Page 1 of 1

Lookup to Hashfile and Writing to same Hash File

Posted: Thu Jun 01, 2006 11:13 am
by dylsing
I have a transformer stage which uses a hashfile for lookup purposes. The contents of the hashfile is written by the transformer itself.

Everytime I have new contents, I write it to the hashfile and later will do a lookup to see if the contents already exist so I won't let these duplicates through.

To summarise, the transformer uses a lookup that the transformer itself create.

The problem is that for the first row, the transformer will want to do a lookup but since it hasn't created the hashfile, the access to the non-existant hashfile will fail.
- Is there a way I can create a empty hashfile based on my needs so that it can access the empty hashfile for the lookup check?
- Or can I avoid the the lookup for the 1st row?[/list]


Any suggestions will be greatly appreciated. Thank you.

Posted: Thu Jun 01, 2006 11:27 am
by chulett
The hashed file must be opened for writing first in order to create it before it is opened for reading in the job. Accomplish this by linking a Transformer stage to the hashed lookup. Yes, just a Transformer.

Create a bogus stage variable so the job will compile. Match the metadata to the hashed file and set all column derivations to anything, @NULL for example, it won't be used. Set the constraint in the link to @FALSE. Set the actions on the Input Link in the hashed file to whatever you need - clear, delete / create, etc.

When the job starts, the link will run and create / clear the hashed file but process no rows. Then the 'main' portion of your job will run.

Easy Peasy. :wink:

Posted: Thu Jun 01, 2006 4:37 pm
by ray.wurlod
Temporarily change the name of the "read from" hashed file to one that exists (for example VOCLIB). Validate the job, which will create the hashed file in the Hashed File stage that has the input link. Then change the name of the "read from" hashed file back to what it needs to be (the one you have just created).

Posted: Thu Jun 01, 2006 4:44 pm
by chulett
That's all well and good... and clever. However, that only solves the initial creation issue. Ongoing, I'm sure the hashed file needs to be cleared in one fashion or another each run, and hanging the transformer off the reference hashed file solves both issues.

Posted: Thu Jun 01, 2006 6:57 pm
by dylsing
I don't under the @FALSE constraint. Will it set the link to never be processed and therefore no values will be written into the hashfile but yet the hashfile will still be created?

Posted: Thu Jun 01, 2006 7:08 pm
by chulett
Exactly. :D

Posted: Thu Jun 01, 2006 7:14 pm
by dylsing
Fascinating, the ways to get round these issues. Thank you. :D

Posted: Thu Jun 01, 2006 10:47 pm
by kumar_s
I afraid, wether I havnt got the issue correctly :oops:
If the job is validated the Hashed files will be created in its respective path. Since the transformer is looking up the same Hashed file which it cerates, hope it shouldnt give up any issue during run time.
I dont have server access, so i could not test it either. :?

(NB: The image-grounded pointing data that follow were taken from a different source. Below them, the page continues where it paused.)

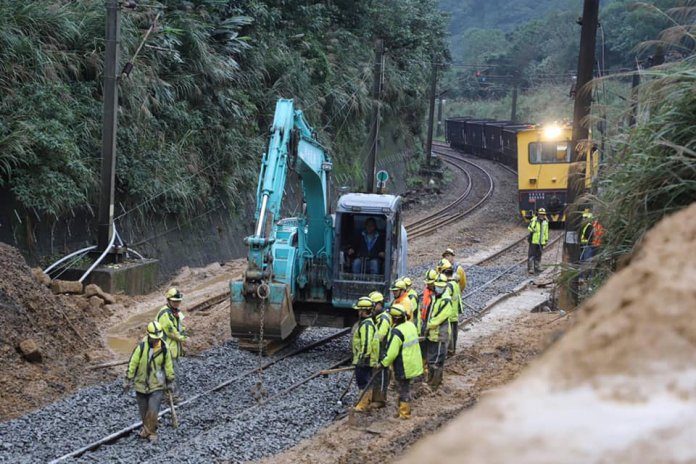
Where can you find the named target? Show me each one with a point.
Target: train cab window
(549, 152)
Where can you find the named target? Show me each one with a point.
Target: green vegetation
(534, 46)
(194, 112)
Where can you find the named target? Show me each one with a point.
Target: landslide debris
(619, 387)
(46, 340)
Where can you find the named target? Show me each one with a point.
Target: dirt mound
(57, 333)
(619, 387)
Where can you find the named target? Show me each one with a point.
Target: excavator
(309, 270)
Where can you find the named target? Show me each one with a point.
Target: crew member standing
(170, 318)
(458, 270)
(538, 238)
(152, 369)
(445, 267)
(382, 327)
(413, 297)
(438, 329)
(403, 352)
(364, 350)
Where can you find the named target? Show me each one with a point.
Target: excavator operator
(367, 249)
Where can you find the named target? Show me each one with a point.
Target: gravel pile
(95, 412)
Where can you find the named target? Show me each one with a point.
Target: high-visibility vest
(403, 351)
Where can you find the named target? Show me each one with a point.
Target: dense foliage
(535, 44)
(193, 114)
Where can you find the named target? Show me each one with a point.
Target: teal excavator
(309, 270)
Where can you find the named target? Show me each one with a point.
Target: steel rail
(125, 431)
(416, 230)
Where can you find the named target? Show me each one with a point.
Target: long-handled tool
(337, 370)
(175, 420)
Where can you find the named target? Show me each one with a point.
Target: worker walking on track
(427, 300)
(438, 328)
(538, 238)
(460, 275)
(364, 350)
(445, 267)
(152, 369)
(400, 293)
(403, 352)
(413, 297)
(170, 318)
(383, 323)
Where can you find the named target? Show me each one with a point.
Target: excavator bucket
(247, 308)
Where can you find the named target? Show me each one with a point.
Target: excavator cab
(370, 246)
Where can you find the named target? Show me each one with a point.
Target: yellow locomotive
(541, 155)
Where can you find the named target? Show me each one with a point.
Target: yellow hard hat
(154, 330)
(444, 265)
(397, 310)
(376, 297)
(448, 251)
(441, 280)
(430, 276)
(174, 294)
(364, 303)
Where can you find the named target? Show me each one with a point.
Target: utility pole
(376, 106)
(108, 167)
(576, 180)
(431, 113)
(513, 111)
(440, 102)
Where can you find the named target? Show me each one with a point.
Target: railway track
(112, 438)
(430, 224)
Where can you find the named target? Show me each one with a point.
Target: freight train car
(541, 156)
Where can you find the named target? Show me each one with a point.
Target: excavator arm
(287, 258)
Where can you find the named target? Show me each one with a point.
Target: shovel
(175, 420)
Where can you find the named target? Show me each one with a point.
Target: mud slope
(619, 387)
(65, 332)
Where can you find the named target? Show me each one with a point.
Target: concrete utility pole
(576, 180)
(108, 167)
(431, 113)
(440, 102)
(513, 111)
(377, 97)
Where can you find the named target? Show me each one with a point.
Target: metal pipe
(67, 257)
(262, 215)
(102, 256)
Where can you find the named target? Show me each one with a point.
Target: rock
(41, 276)
(30, 350)
(95, 302)
(92, 289)
(107, 297)
(114, 308)
(66, 286)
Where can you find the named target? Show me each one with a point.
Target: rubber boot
(364, 401)
(404, 410)
(436, 378)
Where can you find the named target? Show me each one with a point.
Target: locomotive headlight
(552, 132)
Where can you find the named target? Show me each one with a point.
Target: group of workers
(410, 336)
(153, 365)
(590, 236)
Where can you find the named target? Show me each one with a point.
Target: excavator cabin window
(363, 244)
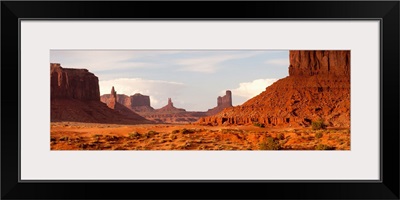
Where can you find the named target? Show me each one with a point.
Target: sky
(193, 79)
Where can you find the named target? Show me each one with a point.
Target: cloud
(100, 60)
(158, 90)
(210, 63)
(284, 62)
(253, 88)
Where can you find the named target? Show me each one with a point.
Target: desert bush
(150, 133)
(280, 136)
(269, 144)
(134, 135)
(324, 147)
(112, 138)
(187, 131)
(64, 138)
(319, 135)
(96, 137)
(318, 125)
(172, 137)
(259, 124)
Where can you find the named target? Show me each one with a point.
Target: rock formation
(222, 102)
(78, 84)
(169, 108)
(75, 97)
(136, 102)
(318, 87)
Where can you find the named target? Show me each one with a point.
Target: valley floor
(89, 136)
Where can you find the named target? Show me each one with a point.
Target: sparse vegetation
(324, 147)
(187, 131)
(269, 144)
(319, 135)
(318, 125)
(64, 138)
(280, 136)
(259, 124)
(134, 135)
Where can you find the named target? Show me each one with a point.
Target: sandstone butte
(136, 102)
(167, 114)
(75, 97)
(317, 88)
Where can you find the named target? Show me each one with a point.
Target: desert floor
(87, 136)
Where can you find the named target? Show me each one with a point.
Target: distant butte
(75, 97)
(136, 102)
(222, 103)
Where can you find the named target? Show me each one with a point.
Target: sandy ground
(88, 136)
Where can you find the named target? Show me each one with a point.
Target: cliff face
(75, 97)
(136, 102)
(308, 63)
(318, 87)
(77, 84)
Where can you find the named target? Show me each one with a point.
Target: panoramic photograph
(224, 100)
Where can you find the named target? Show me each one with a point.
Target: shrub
(318, 125)
(64, 138)
(151, 133)
(280, 136)
(259, 124)
(134, 135)
(324, 147)
(319, 135)
(269, 144)
(187, 131)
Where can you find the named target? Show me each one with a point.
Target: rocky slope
(75, 97)
(136, 102)
(318, 87)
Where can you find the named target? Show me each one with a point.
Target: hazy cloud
(210, 63)
(284, 62)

Posted: Fri Jun 02, 2006 12:26 am
by ray.wurlod
"Create" is clever enough not to create if it already exists.

Posted: Fri Jun 02, 2006 1:06 am
by kumar_s
Validating the job once and running should run smoothly, am I right?

Posted: Fri Jun 02, 2006 5:08 am
by sb_akarmarkar
Use routine UtilityHashLookup which returns file or table not found if there is no file ..... by this routine we can validate the file present or not...

Thanks,
Anupam

Posted: Fri Jun 02, 2006 5:59 am
by chulett
Totally unnecessary to use the routine like that. :?

While Validating can be used to create hashed files amongst other things, I can't remember the last time I actually validated anything now that we no longer have to do that to precreate them. :lol: Yes, boys and girls, once upon a time that was The Way to create hashed files.

The point of hanging the transformer off the reference hashed file is two-fold:

1) Allow a write operation to happen first in the job, so that it will create the hashed file the first time the job run and so one doesn't have to remember to validate it in every new environment. And as noted, nothing is actually written during this phase, the hashed file is mearly opened and then closed.

2) More importantly, it allows the job to clear / reset the hashed file at the proper point in the job for each run. You can't simply set the 'clear' option on the target hashed stage as it is 'too late' then - one lookup has already been done against a non-empty reference hashed file.

Hope that helps explain the why of this.